Optical Mark Cards
This ballot was issued as part of the credentials packet to a delegate to the 1988 Iowa Democratic Convention. These ballots were used to elect delegates to the national convention and to national party committees. Each candidate was assigned a number, and the ballot allowed convention delegates to mark the numbers of the candidates they preferred for each of up to 5 offices. Elections carried out on the convention floor were not by secret ballot, so each delegate's ballots were pre-punched with the delegate ID and ballot number. A high resolution scan is available.
This ballot was issued as part of the credentials packet to a delegate to an Iowa Democratic Convention in the late 1980's. These ballots were used for votes on platform planks in those cases where voice votes and standing divisions of the house were deemed insufficient. This card is designed to carry less information than any other card in this collection, but it is not just one bit of information; elections carried out on the convention floor were not by secret ballot, so each delegate's ballots were pre-punched with the delegate ID and ballot number. A high resolution scan is available.
In the early 1970's, Hewlett Packard was a leader in providing computers to public school systems interested in teaching computer programming. While Hewlett Packard emphasized use of timesharing systems, the provisions they made for batch operation using optical mark readers lowered the price per student to something that many public school systems could afford. The black bars between marking positions provide a clock signal to the card reader, allowing it to find the marking positions. A high-resolution scan is available.
With conventional punched-cards, you punch your program on the card using a keypunch. Users of mark-sense cards have come up with interesting terminology to describe the analogous act of programming on such cards. One of the more interesting descriptive phrases is "we bubbled in our programs on cards", referring to filling the oval bubbles that are commonly used as marking targets on mark-sense forms. I first heard this usage in 2002 from Dr. Glen B. Cook.
In the late 1960's and early 1970's, Hewlett Packard was a leading maker of programmable desk calculators, competing with Olivetti and Compucorp. The HP9820 calculator offered, as an option, programming on cards using an optical mark reader. The card provided space for the symbolic program, encoded as a sequence of calculator keypresses, just as on today's programmable pocket calculator, and then spaces for the machine readable translations of each program step into a binary pattern of marks. A medium-resolution scan and a high-resolution scan are available.
The University of Iowa was a pioneer in the development of optical mark reading technology (Professor Lindquist developed the first practical mark-sense reader in order to score the ACT college admissions test he developed), so it is natural that, as tome point, the University of Iowa experimented with using mark-sense technology to substitute for keypunches. The form of this card may well predate optical mark sensing, since IBM's first mark-sense readers used electrographic technology where marks were sensed by their electrical conductivity. Nonetheless, the condition of this card suggests that it was from the late 1960's. By that date, IBM had largely abandoned electrographic mark sensing in favor of optical mark sensing.

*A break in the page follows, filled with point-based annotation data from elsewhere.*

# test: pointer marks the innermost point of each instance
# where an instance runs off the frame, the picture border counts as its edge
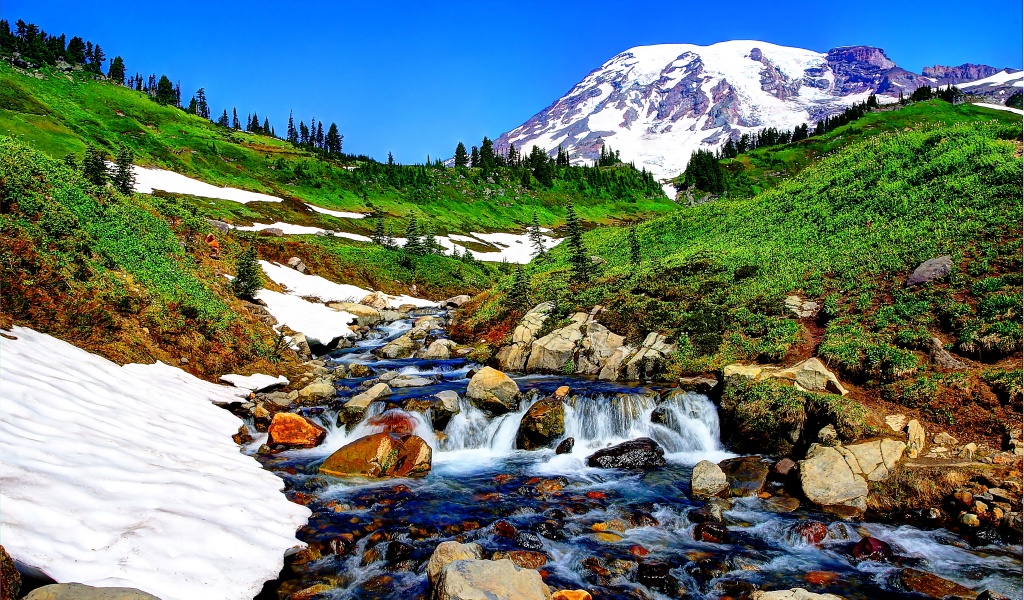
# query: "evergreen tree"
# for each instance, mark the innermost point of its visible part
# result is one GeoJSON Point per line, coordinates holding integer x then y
{"type": "Point", "coordinates": [117, 71]}
{"type": "Point", "coordinates": [124, 173]}
{"type": "Point", "coordinates": [579, 258]}
{"type": "Point", "coordinates": [248, 274]}
{"type": "Point", "coordinates": [293, 134]}
{"type": "Point", "coordinates": [537, 238]}
{"type": "Point", "coordinates": [334, 139]}
{"type": "Point", "coordinates": [520, 289]}
{"type": "Point", "coordinates": [636, 256]}
{"type": "Point", "coordinates": [165, 91]}
{"type": "Point", "coordinates": [461, 157]}
{"type": "Point", "coordinates": [414, 244]}
{"type": "Point", "coordinates": [93, 166]}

These cards were printed by IBM and feature an almost impossible to read self-interpreting legend written beside each marking position. These cards have columns marked for the convenience of Fortran programmers, and unlike the HP cards, there is no clock pattern on the card to help the card reader locate the punch positions. It is quite likely that these cards were intended for use by students in intro computer science courses. The University of Iowa Department of Computer Science was founded in 1965, when such a use would have made sense. A high resolution scan is available.
This IBM 40904/40908 card might have been read on the same card readers that might have read the above card, but it uses a completely different character encoding that is completely incompatible with the coding used on conventioal punched cards. A high resolution of scan is available, along with a a scan of the flip side of the card. (Thanks to an Internet correspondent for the scans of this card, a card used in the early 1970s by high-school students to program an IBM 1130.)